There were times when it made things between Doug and me worse, but even in those times, I was glad for it. She had the strength during those moments I didn’t have, and I enjoyed seeing someone put him in his place. It was those shows of strength and unwavering loyalty to me that eventually gave me the courage to push back and get out.

When I was out from under him and he was where he belonged, held behind bars awaiting trial for all the charges I pressed against him, I was able to see myself again. I could see my own life, the things I still wanted and what I hoped could still be a reality. It was hard to find traction and get things going again, and there were days when I thought my chances were gone, that I threw the opportunity away and was going to have to find some other dream. Or maybe not a dream at all, but just some way to survive.

But that call changed everything. It proved I did still have room in my life for dreams and the ability to make those dreams into reality.

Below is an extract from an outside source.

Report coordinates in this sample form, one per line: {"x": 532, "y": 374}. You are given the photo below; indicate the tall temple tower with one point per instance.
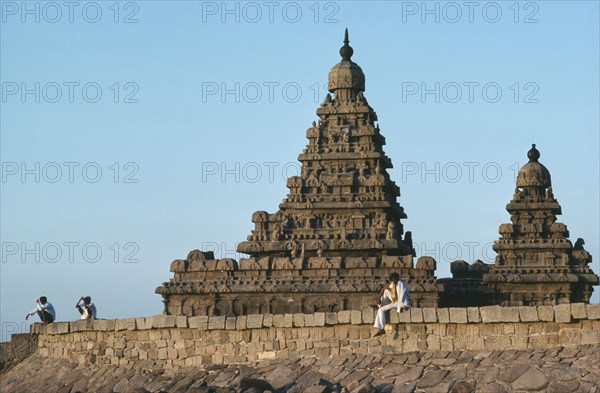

A few weeks back, I found out the computer science teacher at the local high school was retiring at the end of the school year, and the school didn’t have a replacement lined up for him. They were taking applications, and I gathered up the courage to submit mine. Even though I didn’t technically have my teaching credentials yet, I told them I would by the end of the year and listed my degree and other qualifications.

Getting called in for an interview felt like a good first step. It was at least a cautious movement in the right direction. I felt like the interview had gone fairly well, but then they hadn’t called. It was a blow, even if it was somewhat expected.

But then the call came. Not only did I impress them with my resume, but they thought my interview was great and that I would be an ideal fit in the school. The fact that I didn’t have my certificate yet wasn’t at all a problem for them. They said I could combine my student teaching hours with my work schedule and get my credentialing in a real-world scenario.